As far as your question...I have noticed that for last several years the months of Oct and Mar have always been pivotal. I wonder if that's because my mood disorder is affected by the change of seasons??

As for this march, ive recently stopped my meds, as they weren't working for a few weeks...I felt so depressed even with them...so I stopped. I know I should probably get back on them because of the potential consequences, but.....

Specializes in LTC, assisted living, med-surg, psych.
Hi Viva...yes we missed you! I've been looking for your good mental health articles here!

As far as your question...I have noticed that for last several years the months of Oct and Mar have always been pivotal. I wonder if that's because my mood disorder is affected by the change of seasons??

As for this march, ive recently stopped my meds, as they weren't working for a few weeks...I felt so depressed even with them...so I stopped. I know I should probably get back on them because of the potential consequences, but.....

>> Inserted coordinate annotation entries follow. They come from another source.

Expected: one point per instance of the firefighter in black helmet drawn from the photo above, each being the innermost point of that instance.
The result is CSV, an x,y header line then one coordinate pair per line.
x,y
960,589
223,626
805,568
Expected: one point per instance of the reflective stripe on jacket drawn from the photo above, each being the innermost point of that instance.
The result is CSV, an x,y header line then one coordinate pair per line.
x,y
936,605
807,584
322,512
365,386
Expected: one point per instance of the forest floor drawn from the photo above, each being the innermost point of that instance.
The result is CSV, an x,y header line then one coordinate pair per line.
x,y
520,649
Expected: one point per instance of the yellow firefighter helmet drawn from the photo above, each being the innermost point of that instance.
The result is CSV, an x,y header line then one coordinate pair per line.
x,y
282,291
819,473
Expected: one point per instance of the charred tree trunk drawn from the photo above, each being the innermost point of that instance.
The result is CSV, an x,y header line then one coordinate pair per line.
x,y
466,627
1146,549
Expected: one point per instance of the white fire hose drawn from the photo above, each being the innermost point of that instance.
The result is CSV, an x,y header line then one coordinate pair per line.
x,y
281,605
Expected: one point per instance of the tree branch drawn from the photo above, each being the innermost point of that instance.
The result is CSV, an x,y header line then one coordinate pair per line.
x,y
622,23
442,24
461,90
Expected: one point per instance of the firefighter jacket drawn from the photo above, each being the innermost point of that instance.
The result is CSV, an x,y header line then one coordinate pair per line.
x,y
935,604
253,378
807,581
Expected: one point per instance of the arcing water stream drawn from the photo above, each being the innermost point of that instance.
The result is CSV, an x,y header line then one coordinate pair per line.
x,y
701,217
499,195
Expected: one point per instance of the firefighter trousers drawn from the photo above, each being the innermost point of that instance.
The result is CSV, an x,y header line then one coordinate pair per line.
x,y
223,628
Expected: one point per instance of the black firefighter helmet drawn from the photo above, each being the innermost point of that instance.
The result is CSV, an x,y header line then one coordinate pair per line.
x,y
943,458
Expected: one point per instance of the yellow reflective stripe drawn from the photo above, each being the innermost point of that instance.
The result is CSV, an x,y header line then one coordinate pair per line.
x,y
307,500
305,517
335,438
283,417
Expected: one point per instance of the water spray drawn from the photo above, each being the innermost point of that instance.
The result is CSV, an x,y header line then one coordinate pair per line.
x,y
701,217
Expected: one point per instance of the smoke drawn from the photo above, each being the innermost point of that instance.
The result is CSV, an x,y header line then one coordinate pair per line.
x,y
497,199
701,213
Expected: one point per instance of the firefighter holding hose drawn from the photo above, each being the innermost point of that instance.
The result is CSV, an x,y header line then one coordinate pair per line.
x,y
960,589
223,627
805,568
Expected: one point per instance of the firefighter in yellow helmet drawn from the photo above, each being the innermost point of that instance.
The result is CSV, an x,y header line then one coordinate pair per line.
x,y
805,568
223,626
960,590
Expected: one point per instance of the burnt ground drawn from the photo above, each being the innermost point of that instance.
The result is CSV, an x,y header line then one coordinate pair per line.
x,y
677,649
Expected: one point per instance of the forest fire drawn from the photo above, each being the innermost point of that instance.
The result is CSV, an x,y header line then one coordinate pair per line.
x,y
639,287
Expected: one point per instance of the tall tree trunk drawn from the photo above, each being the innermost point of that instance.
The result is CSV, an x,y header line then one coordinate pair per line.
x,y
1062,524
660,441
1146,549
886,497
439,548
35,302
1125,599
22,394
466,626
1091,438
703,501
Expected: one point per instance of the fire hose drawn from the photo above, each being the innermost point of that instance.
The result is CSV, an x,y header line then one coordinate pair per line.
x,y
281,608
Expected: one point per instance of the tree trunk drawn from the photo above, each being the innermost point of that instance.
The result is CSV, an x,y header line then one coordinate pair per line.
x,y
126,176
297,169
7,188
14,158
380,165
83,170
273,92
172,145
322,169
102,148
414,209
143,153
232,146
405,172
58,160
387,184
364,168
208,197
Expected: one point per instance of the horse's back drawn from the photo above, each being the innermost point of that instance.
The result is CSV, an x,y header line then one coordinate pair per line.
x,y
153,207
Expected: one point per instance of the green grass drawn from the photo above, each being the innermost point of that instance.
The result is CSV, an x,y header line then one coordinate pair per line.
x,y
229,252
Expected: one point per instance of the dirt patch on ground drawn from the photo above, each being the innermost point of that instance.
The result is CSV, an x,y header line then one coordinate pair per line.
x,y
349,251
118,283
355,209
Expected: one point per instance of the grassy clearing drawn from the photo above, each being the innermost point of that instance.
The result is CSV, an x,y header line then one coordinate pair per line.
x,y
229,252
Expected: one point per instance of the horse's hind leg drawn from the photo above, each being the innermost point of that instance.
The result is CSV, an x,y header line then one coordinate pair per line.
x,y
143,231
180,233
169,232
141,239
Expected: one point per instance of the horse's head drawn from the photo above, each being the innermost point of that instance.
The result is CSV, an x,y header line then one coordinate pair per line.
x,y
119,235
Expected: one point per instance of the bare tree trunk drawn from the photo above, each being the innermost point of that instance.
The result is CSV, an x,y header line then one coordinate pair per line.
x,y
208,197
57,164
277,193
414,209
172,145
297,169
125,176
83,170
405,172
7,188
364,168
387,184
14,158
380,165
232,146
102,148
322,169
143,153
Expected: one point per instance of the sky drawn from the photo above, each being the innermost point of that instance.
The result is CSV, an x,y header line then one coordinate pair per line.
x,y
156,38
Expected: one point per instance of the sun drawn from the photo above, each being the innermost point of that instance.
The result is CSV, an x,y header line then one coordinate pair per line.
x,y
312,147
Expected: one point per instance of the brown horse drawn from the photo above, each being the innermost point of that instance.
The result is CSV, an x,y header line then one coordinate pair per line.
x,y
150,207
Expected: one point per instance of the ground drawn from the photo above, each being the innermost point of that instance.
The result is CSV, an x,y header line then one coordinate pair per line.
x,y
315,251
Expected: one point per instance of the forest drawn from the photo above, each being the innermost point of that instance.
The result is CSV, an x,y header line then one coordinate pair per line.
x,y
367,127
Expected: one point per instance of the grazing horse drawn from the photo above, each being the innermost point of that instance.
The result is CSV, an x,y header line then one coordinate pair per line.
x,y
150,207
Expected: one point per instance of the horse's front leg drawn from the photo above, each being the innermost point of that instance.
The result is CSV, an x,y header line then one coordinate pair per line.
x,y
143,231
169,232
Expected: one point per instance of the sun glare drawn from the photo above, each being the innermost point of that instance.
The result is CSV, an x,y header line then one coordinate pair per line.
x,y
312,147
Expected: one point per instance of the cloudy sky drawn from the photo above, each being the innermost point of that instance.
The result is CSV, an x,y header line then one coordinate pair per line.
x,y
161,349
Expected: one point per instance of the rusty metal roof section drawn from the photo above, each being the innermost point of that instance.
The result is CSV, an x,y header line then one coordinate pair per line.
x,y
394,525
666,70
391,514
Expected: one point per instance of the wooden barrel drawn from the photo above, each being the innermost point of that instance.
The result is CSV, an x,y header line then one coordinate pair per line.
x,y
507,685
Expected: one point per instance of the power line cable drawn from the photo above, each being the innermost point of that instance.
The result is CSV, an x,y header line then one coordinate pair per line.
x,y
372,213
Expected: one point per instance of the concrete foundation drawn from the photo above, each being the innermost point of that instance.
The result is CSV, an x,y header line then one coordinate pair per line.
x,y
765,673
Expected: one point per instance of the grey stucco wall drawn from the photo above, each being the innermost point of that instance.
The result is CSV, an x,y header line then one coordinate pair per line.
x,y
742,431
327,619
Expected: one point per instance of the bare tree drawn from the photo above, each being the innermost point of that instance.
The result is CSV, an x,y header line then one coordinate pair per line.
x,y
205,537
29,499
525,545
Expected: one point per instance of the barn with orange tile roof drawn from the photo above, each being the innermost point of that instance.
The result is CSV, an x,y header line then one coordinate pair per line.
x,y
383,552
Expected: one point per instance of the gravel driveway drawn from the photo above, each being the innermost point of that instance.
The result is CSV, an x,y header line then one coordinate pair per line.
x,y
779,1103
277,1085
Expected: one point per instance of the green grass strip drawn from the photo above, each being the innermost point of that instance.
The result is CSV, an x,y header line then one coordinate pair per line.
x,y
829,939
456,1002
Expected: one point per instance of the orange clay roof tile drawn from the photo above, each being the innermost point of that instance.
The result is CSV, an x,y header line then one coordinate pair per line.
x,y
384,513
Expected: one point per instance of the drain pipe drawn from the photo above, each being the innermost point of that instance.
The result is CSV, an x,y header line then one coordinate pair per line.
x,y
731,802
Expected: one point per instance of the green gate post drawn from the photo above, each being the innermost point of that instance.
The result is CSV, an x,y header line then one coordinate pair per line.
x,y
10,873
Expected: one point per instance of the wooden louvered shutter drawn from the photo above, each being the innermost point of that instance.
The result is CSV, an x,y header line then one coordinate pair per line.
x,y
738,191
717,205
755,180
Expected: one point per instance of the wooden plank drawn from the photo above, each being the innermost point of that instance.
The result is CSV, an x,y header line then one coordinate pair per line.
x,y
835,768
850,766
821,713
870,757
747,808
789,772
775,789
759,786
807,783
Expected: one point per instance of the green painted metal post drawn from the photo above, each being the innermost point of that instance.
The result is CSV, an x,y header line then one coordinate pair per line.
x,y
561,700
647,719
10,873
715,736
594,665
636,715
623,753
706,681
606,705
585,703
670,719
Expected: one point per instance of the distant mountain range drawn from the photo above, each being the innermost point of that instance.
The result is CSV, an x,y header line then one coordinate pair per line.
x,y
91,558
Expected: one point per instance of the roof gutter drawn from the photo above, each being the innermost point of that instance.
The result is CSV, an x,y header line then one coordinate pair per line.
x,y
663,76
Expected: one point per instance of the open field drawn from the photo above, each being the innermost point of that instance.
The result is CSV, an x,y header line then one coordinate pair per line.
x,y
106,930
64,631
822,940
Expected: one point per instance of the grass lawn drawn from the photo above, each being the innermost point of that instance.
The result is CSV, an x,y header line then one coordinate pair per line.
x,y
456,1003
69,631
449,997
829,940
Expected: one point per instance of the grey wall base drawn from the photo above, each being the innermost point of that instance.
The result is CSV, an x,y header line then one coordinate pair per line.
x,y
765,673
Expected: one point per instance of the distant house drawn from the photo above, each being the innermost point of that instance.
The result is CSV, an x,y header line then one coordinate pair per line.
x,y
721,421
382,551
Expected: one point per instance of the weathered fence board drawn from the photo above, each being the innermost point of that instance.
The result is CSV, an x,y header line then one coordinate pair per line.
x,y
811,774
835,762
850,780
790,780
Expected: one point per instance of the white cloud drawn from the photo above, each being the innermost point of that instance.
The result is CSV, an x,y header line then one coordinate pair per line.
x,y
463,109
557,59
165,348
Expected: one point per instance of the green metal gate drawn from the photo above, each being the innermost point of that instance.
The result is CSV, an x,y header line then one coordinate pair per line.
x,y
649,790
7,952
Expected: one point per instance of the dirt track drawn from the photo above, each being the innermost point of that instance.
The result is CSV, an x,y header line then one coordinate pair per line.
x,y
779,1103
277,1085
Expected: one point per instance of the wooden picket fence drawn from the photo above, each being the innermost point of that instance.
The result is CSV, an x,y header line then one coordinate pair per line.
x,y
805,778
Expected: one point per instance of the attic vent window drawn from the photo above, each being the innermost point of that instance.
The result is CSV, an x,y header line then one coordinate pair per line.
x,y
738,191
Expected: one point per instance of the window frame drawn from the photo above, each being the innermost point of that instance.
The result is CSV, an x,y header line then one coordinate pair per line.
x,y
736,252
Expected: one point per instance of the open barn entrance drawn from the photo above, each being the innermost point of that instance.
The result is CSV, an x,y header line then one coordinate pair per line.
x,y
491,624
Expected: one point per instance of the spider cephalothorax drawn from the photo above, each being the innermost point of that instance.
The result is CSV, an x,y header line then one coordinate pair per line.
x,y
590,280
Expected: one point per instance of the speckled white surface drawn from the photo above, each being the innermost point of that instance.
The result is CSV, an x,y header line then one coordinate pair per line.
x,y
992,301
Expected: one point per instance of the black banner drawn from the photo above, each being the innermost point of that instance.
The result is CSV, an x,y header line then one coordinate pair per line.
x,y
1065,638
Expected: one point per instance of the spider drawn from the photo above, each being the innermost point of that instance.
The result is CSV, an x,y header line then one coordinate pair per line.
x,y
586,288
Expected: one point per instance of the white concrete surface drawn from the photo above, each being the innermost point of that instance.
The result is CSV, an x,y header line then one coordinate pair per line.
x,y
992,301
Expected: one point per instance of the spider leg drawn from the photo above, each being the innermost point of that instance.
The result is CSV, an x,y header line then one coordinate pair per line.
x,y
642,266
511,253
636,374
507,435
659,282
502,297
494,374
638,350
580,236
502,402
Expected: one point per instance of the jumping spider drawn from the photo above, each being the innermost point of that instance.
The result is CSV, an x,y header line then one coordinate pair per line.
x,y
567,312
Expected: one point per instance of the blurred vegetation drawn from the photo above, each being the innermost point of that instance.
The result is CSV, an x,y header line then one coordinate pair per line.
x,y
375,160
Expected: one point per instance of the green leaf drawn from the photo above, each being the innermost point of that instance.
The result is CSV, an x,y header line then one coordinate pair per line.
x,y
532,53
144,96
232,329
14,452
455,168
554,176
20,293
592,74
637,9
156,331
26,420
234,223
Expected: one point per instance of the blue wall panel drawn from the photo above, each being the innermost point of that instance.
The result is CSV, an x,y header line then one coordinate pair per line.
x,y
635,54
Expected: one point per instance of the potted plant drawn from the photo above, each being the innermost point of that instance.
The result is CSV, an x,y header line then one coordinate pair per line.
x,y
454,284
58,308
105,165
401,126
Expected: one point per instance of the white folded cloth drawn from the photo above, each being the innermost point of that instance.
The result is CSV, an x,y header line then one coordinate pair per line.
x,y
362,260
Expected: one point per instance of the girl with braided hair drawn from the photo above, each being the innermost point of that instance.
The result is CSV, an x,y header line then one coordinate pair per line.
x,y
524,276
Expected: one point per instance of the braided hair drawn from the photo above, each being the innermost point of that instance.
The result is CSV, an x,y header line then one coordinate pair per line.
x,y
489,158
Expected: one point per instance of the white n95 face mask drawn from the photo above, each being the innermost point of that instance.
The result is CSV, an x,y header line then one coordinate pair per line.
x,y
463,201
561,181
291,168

Well, I shouldn't have to tell you that going off your meds without your doctor's supervision wasn't a good idea, but since you mentioned it......;) j/k Seriously though, I know it's tough to stick to a medication regimen when the symptoms of an illness keep coming back in spite of it. I've never gone off mine, but I've occasionally missed a dose or two and paid the price. My illness keeps me on a very short leash, and I cannot go even a day without meds or I WILL have a mood episode---it's guaranteed.

The take-home lesson here is, of course, to check in with your prescriber, tell him/her what you've done and get his/her advice. And as my own psychiatrist recently reminded me, try not to get too discouraged: our illnesses are episodic and they will recur, even with the best treatment available. The best we can really hope for is to minimize the symptoms and reduce the frequency of relapses. :yes:

Specializes in Critical Care, Med-Surg, Psych, Geri, LTC, Tele,.
Well I shouldn't have to tell you that going off your meds without your doctor's supervision wasn't a good idea, but since you mentioned it......;) j/k ....check in with your prescriber, tell him/her what you've done and get his/her advice..:[/quote']

I know, I know. /-: I'll call her tomorrow and talk to her. Or at least leave her a message! Good looking out!